THE GIRLS ARE WORMED OUT across the floor under down comforters even though daytime is hardly over, trying to get a jump-start on the slumber party. “My parents both have perfect love-arms,” Genevieve tells her friends. “Both of them can write. They write love letters to each other. It’s almost sick.” No one thinks this is sick. Everyone wants this. Pheenie, Marybeth, Sara P. and Sara T. all want to have the proof.
Though the girls know many two-armers, even some who seem happy and in love, what they talk about are those with love-grown arms. “My mom doesn’t have anything and my dad just has fingers growing out of his chest. He can’t control them and they grab at anything that is close enough,” says Pheenie.
“My grandmother has seven, but she was always married to my grandfather. She says she fell in love with him over and over,” Sarah T. adds. Seven is an unusual number. Two sometimes, maybe three, but past that something important must have gone wrong. And still, the girls are greeted every morning by the television news anchors, their teeth white, their hair unyielding and their single, perfect love-grown arms, offering no hint of uncertainty.
Sarah P. lowers her head. “My dad’s arm keeps growing. It drags on the floor. It is soft and he can wrap it up and tie it in a knot.”
Genevieve, putting her hand on Sarah P.’s sleeping-bag-burrowed body, says, “I wonder what mine will be like. I want to have two. I think it’s better to fall in love twice, once to try it out and twice to know for sure. I want the first arm to be a stump and the second to be full grown.”
“I only want one. I only want one perfect one.” Pheenie shakes her head.

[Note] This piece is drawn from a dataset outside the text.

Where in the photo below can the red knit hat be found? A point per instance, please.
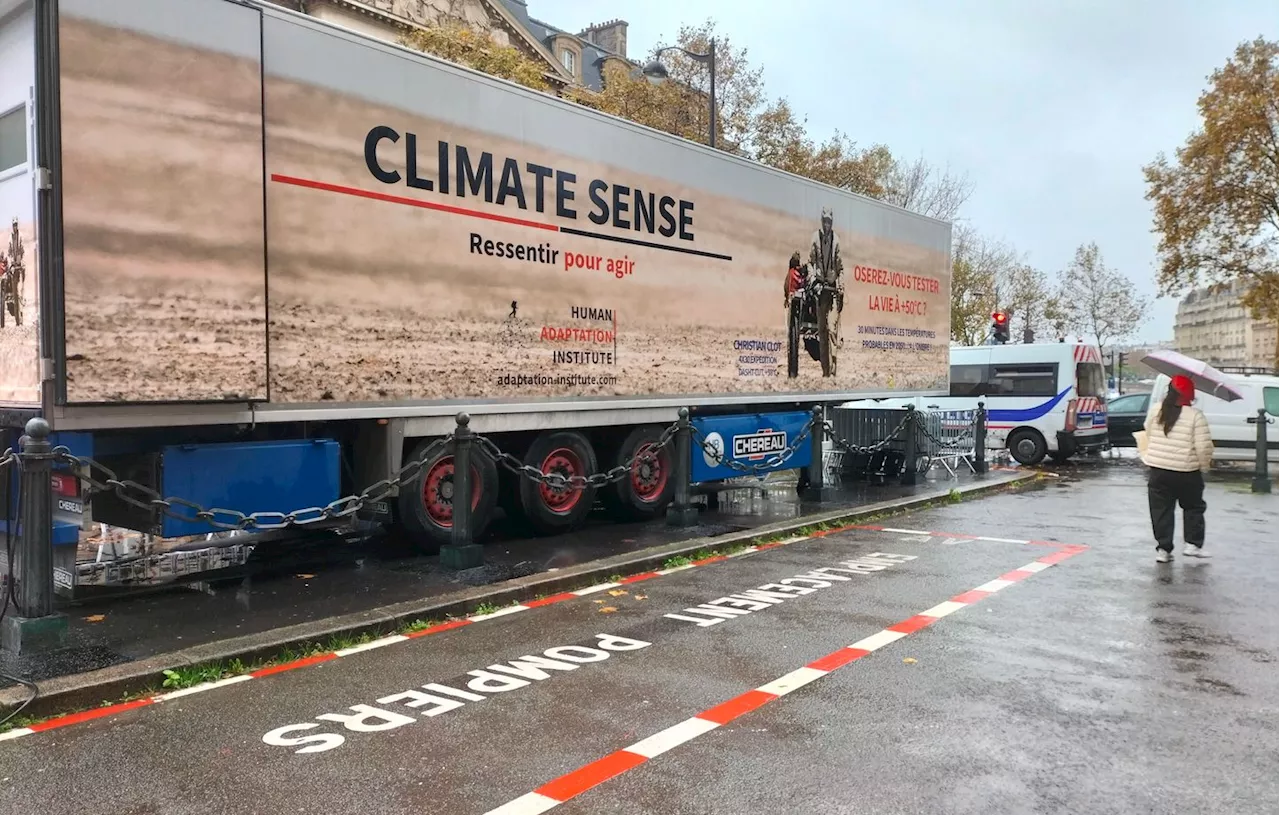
(1185, 389)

The girls go quiet and all the arms of all the loves they do not have yet beat silent beneath their skin. They thump and prepare.
• • •
AFTER ALL THE STUDENTS save the detentioners have left the building for the weekend, Principal Kevin again tells the story of his love. His wife’s beauty surpasses the Louvre, the Sistine. Both his secretaries chirp. They wide-eye his love-grown arm and tilt their heads and wish for what he has.

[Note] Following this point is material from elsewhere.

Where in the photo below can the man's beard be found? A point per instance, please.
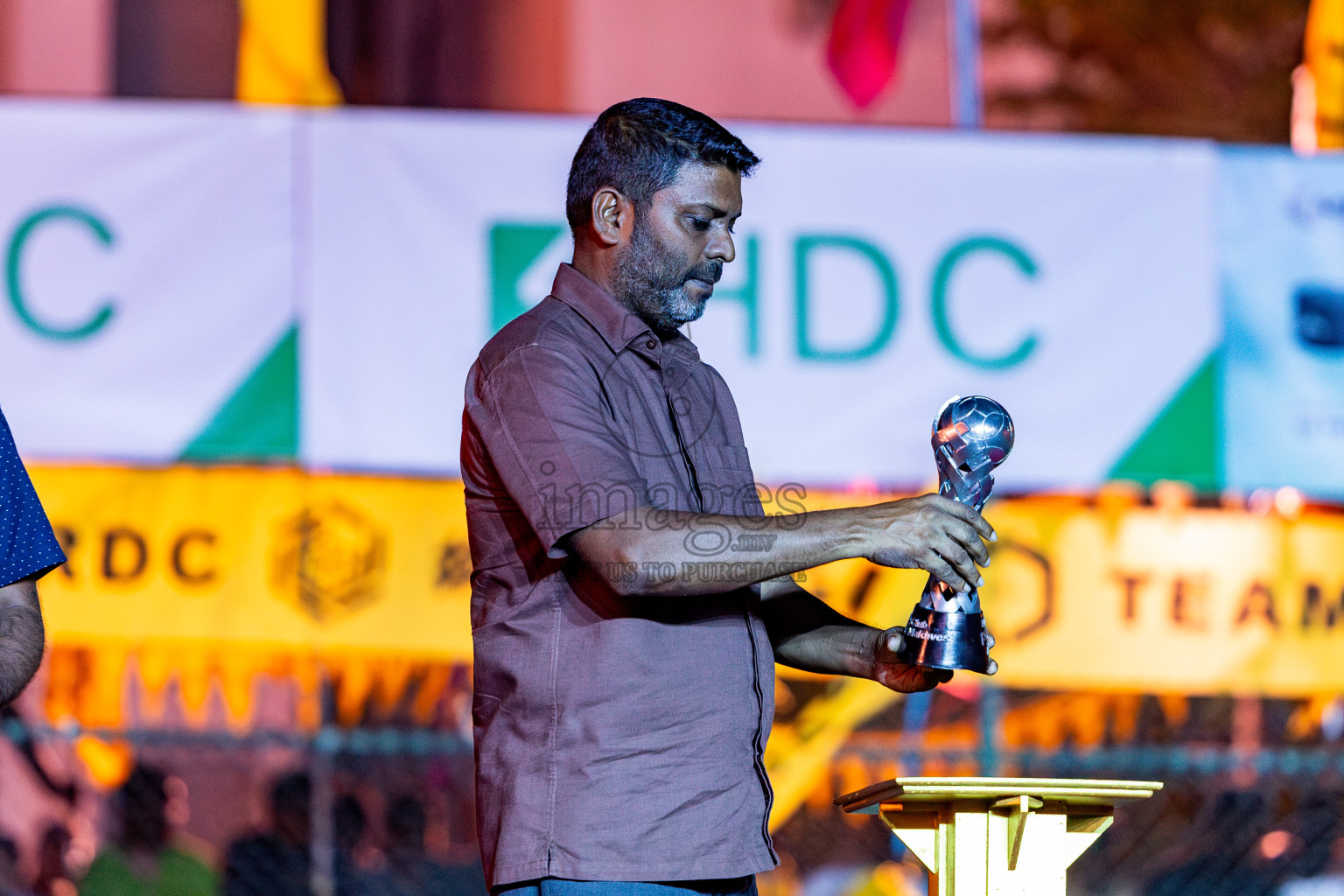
(649, 281)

“You might not know what it feels like, but I do,” he tells them, “and it’s terrific .”
In fact, Principal Kevin stuffs his third sleeve. He stuffs it, but no one at school knows he does. The sleeve is filled with a prosthetic, a real fake arm commissioned from the lab at the hospital. It screws onto a threaded metal disc implanted on his chest. At the write end: a stump. The stump is sewn up to look like the hand has been amputated. Principal Kevin is smart enough to know that a fake hand looks fake, and instead of giving up the whole beautiful vision, he tells a story about a kitchen fire in which he saved his wife and daughter but his third hand, his lovely third hand, was burned to a crisp.
But Principal Kevin knows himself. He is sure that if he did have a love arm, and if he had lost the hand to it, he would have wanted a replacement. It’s the kind of man he is—everything in its place. So, attached to the very real-looking stump with big, obvious screws, is a wooden hand. It is the fakest he could find, an art class model. Against this, the arm looks especially lifelike.